AFM आधारित एकल अणु शक्ति स्पेक्ट्रोस्कोपी के साथ Cellulosome के रिसेप्टर ligand सिस्टम की जांच कर

Published: December 20, 2013
doi:
10.3791/50950
, , ,
1Lehrstuhl für Angewandte Physik and Center for Nanoscience,Ludwig-Maximilians-Universität

Summary

Cellulosomes are multienzyme complexes designed for digesting cellulose. AFM-based SMFS was used to study the mechanical properties and folding configuration of cellulosome-associated protein assemblies. We present a complete workflow for protein immobilization, data acquisition, and data analysis to study the interactions of individual receptor-ligand complexes involved in cellulosome assembly.

Abstract

Cellulosomes are discrete multienzyme complexes used by a subset of anaerobic bacteria and fungi to digest lignocellulosic substrates. Assembly of the enzymes onto the noncatalytic scaffold protein is directed by interactions among a family of related receptor-ligand pairs comprising interacting cohesin and dockerin modules. The extremely strong binding between cohesin and dockerin modules results in dissociation constants in the low picomolar to nanomolar range, which may hamper accurate off-rate measurements with conventional bulk methods. Single-molecule force spectroscopy (SMFS) with the atomic force microscope measures the response of individual biomolecules to force, and in contrast to other single-molecule manipulation methods (i.e. optical tweezers), is optimal for studying high-affinity receptor-ligand interactions because of its ability to probe the high-force regime (>120 pN). Here we present our complete protocol for studying cellulosomal protein assemblies at the single-molecule level. Using a protein topology derived from the native cellulosome, we worked with enzyme-dockerin and carbohydrate binding module-cohesin (CBM-cohesin) fusion proteins, each with an accessible free thiol group at an engineered cysteine residue. We present our site-specific surface immobilization protocol, along with our measurement and data analysis procedure for obtaining detailed binding parameters for the high-affinity complex. We demonstrate how to quantify single subdomain unfolding forces, complex rupture forces, kinetic off-rates, and potential widths of the binding well. The successful application of these methods in characterizing the cohesin-dockerin interaction responsible for assembly of multidomain cellulolytic complexes is further described.

Introduction

Cellulosomes are large multienzyme complexes displayed on the surface of anaerobic cellulolytic bacteria (e.g. C. thermocellum) that have evolved to efficiently depolymerize plant cell wall lignocellulose into soluble oligosaccharides1. A central attribute of cellulosomes is the high-affinity cohesin-dockerin interaction. In the most prominent paradigm, a highly conserved 60-75 amino acid type I dockerin module is displayed at the C-terminal end of the various bacterial enzymes. The dockerin module directs assembly of synergistic combinations of enzymes onto the noncatalytic scaffold protein ('scaffoldin'), which comprises a polyprotein of cohesin domains that are specific for the type I dockerin module. At higher levels, cellulosome architecture can become very complex, incorporating alternative cohesin and dockerin pairs (e.g. type II, type III) that anchor the structures to the cell surface and allow for the assembly of branched structures containing multiple scaffoldins2. The various cohesin-dockerin types, despite having related structures, exhibit differential binding specificities suppressing cross reactivity with unintended scaffoldins or components from other cellulosome-producing bacterial species. While bioinformatic approaches have successfully identified thousands of unique cellulosomal components at the genetic level, comparatively few protein structures are known, and the mechanisms at work in cohesin-dockerin specificity determination remains an active area of structural biology research.

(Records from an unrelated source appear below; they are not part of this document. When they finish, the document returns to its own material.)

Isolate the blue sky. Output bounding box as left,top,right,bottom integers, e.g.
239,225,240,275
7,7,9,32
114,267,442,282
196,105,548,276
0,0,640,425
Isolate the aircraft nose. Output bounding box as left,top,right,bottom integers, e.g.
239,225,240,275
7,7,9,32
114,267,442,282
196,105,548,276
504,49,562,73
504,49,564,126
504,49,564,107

Since the invention of the atomic force microscope (AFM) by Binnig et al.3, various AFM operational modes have been developed and continuously improved, including noncontact imaging, oscillation mode imaging4, and single molecule force spectroscopy (SMFS)5,6. SMFS has evolved into a widely used technique to directly probe individual proteins7-11, nucleic acids12-15, and synthetic polymers16-19. In a typical SMFS experiment to investigate receptor-ligand binding20,21, an AFM cantilever tip is modified with one of the binding partners, while a flat glass surface is modified with the complementary binding partner. The modified cantilever is brought into contact with the surface allowing the partners to bind. The base of the cantilever is then withdrawn at constant speed and the force is measured using the optical lever deflection method. The resultant force-distance data traces exhibit sawtooth-like peaks if binding was established. In cases where the binding partners are fused to multiple protein domains, each peak in the force-distance trace can be correlated to the unfolding of a single protein domain or folded subdomain, while the last peak corresponds to rupture of the protein binding interface. The specific positions of the force-resistant elements can be used as a fingerprint to identify the various protein domains of interest. This method can be used to interrogate important amino acids involved in protein folding and stabilization. Many models have been reported in the literature to treat the characteristic force extension behavior observed in SMFS experiments. The most commonly used models include the freely jointed chain (FJC) model22, the worm-like chain (WLC) model18,23-25, and the freely rotating chain (FRC) model25,26.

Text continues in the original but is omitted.